Monday, May 29, 2006

Structural Thoughts

I wrote an essay a while back that I printed on my old site about my problem revising what I've written. My basic thesis was that once I finish laying out a story, or writing the first draft, the thing sets in my mind like concrete and I have major problems trying to change anything after that. I might make minor revisions, change a detail here and there, add a bridging scene or remove one, but as far as reimagining large parts of the story, it just doesn't happen.

So after I finished the first draft of Hero Go Home on Saturday and read it yesterday, today I find myself making notes about things I want to fix, and damned if I'm not considering some major changes, especially in Act I.

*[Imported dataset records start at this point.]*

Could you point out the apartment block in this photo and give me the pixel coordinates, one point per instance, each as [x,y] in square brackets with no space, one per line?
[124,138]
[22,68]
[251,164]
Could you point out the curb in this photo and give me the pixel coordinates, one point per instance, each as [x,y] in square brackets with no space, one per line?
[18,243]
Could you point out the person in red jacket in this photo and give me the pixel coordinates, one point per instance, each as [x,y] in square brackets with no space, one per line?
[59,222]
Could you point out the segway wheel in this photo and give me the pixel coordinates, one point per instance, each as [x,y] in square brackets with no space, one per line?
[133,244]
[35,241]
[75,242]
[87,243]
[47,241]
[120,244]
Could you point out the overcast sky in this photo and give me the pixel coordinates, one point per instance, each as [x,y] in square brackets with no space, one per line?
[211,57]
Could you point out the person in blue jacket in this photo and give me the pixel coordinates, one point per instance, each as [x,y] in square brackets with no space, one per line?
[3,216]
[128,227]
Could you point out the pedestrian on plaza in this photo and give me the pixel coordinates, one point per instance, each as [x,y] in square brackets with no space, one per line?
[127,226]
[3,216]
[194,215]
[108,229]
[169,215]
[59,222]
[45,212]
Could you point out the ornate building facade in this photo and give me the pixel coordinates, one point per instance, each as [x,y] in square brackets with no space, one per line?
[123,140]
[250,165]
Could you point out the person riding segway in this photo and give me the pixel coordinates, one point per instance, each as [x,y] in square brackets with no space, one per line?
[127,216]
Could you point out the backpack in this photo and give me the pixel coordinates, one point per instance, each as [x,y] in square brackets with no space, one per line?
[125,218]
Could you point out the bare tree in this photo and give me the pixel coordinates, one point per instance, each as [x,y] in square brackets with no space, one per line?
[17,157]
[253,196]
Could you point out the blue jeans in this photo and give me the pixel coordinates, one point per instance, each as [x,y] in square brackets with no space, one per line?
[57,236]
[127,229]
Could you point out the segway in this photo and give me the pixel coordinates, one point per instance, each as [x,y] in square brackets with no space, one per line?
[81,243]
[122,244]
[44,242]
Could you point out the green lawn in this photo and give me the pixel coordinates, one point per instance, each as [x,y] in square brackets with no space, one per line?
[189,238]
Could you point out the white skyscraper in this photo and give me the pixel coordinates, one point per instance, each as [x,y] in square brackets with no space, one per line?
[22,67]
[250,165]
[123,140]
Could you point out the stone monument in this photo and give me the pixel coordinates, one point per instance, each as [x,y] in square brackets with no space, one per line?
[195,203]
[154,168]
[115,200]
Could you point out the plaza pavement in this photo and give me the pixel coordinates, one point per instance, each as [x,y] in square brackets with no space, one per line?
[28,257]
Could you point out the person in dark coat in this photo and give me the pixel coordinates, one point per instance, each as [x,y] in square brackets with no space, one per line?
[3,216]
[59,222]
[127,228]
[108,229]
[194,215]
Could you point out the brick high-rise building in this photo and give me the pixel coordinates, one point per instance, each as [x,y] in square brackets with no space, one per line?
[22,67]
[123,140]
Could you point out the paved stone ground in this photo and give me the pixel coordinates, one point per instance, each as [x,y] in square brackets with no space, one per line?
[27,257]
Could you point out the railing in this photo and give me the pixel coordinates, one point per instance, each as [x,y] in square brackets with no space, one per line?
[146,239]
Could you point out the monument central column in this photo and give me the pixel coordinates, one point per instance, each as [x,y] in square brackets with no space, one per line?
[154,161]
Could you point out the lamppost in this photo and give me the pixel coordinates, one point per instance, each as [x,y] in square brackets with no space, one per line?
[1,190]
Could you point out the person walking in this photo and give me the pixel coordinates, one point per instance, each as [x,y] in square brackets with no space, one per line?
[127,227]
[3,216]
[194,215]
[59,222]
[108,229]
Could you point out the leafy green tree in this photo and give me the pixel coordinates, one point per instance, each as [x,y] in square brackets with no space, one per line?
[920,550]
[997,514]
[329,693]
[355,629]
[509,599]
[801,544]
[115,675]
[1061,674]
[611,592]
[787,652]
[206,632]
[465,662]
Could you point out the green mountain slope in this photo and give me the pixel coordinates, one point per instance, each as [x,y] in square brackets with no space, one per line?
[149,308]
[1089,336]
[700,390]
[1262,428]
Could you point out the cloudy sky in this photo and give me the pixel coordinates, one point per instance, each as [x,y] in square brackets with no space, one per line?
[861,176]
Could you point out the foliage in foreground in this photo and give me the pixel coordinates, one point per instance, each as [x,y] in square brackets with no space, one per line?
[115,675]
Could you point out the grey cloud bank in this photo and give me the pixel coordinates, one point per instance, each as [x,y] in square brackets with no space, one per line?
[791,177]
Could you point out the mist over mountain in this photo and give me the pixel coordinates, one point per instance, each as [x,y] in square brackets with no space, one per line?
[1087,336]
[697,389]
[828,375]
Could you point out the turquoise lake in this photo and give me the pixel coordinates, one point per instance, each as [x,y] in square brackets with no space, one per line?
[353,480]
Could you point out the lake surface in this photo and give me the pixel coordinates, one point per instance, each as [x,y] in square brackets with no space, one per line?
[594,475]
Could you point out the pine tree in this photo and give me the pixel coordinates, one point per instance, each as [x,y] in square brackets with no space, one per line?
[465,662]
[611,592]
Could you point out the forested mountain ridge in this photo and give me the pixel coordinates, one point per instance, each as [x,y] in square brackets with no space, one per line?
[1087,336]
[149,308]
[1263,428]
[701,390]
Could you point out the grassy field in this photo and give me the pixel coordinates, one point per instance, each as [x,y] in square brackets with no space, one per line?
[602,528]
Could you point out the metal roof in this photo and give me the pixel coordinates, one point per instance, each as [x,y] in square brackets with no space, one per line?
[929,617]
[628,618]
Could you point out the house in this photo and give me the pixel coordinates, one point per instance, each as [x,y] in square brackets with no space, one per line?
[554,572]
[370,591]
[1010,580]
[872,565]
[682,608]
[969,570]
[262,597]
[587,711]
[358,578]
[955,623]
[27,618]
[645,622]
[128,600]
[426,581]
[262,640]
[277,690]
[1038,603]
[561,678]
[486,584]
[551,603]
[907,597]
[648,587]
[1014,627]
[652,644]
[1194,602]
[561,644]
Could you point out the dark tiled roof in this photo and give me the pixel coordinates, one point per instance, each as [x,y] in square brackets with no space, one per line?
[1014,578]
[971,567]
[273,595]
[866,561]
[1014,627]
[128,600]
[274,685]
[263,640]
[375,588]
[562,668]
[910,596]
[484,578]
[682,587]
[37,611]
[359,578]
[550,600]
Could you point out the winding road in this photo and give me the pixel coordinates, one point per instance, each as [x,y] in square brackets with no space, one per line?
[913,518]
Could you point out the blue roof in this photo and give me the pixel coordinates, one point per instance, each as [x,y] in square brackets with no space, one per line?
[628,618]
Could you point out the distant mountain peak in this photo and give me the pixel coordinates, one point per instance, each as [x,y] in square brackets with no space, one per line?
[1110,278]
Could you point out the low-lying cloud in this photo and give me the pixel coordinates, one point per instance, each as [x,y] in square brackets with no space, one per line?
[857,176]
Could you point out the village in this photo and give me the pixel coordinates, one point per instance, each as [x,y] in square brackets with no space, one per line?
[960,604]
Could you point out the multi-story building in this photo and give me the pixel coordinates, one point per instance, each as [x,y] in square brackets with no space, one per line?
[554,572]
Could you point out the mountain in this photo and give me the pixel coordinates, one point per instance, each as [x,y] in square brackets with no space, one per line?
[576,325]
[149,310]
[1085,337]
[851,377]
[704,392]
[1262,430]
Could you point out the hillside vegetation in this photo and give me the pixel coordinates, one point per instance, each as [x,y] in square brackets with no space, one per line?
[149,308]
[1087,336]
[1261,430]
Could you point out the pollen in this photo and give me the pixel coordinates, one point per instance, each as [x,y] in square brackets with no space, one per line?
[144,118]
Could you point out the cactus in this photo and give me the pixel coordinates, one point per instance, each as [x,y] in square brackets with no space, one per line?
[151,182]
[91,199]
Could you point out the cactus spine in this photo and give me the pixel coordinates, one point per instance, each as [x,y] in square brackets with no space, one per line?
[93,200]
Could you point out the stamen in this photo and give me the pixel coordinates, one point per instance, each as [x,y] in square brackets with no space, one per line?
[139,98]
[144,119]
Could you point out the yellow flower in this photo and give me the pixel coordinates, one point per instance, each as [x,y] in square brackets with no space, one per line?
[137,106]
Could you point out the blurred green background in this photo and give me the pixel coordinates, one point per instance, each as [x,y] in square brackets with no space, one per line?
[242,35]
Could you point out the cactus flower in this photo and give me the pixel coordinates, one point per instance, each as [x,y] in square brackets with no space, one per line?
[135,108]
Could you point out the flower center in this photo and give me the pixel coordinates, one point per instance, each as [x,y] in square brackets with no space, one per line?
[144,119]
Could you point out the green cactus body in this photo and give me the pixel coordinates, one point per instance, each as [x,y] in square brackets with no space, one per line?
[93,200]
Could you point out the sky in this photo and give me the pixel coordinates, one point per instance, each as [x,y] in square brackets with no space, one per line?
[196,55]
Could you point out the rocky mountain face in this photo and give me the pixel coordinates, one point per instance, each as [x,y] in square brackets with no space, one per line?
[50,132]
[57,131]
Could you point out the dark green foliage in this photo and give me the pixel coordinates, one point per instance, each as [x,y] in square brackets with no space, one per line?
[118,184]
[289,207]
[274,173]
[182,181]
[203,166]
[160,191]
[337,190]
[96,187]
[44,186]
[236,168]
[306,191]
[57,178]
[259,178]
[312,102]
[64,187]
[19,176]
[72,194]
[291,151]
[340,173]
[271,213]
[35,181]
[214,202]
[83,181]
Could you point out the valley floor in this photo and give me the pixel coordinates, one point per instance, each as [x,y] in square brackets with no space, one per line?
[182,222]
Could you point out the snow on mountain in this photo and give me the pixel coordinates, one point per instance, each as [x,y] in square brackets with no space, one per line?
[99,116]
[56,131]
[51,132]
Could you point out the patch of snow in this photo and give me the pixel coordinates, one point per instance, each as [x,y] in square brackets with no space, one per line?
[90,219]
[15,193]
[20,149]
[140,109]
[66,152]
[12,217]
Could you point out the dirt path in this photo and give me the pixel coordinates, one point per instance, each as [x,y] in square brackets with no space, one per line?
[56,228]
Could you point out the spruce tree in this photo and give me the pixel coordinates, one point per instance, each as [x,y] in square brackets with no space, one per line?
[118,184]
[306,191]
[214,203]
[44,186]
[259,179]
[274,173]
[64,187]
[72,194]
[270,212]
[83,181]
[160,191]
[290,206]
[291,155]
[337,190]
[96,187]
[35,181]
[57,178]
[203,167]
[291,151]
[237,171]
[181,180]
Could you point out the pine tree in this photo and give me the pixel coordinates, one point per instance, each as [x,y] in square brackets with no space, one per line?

Because Act I is the weakest, really. I wrote it all, with the exception of a few scenes added later, in the first 8 days of November, so I really rushed through it and avoided scenes and ideas that I thought would be too complicated or add too much length. Now the book is really lopsided; Act I is less than a quarter of the book's full length, while Act III is almost half.

And most of what's in Act I is dialogue scenes--pages and pages of dialogue. I've worried before about the talky beginning, and let me tell you: it actually works pretty well. The dialogue scenes aren't boring, and they're really important to let us get to know the main characters. But the middle of Act I could use some fleshing out (and serendipitously, I need to flesh it out to bring it more in line with Baen's word-length preferences for novels), and the emotional arcs could be sharper.

I'd really like to sit down and discuss this with some smart writers to help me break the story a bit and make sure I've got a good plan for fixing the structure of Act I. Act II needs to be sharpened a bit, too, especially in the first half, but I haven't gotten to the point where I'm ready to take it on. But over the next few days, I'll get some ideas together.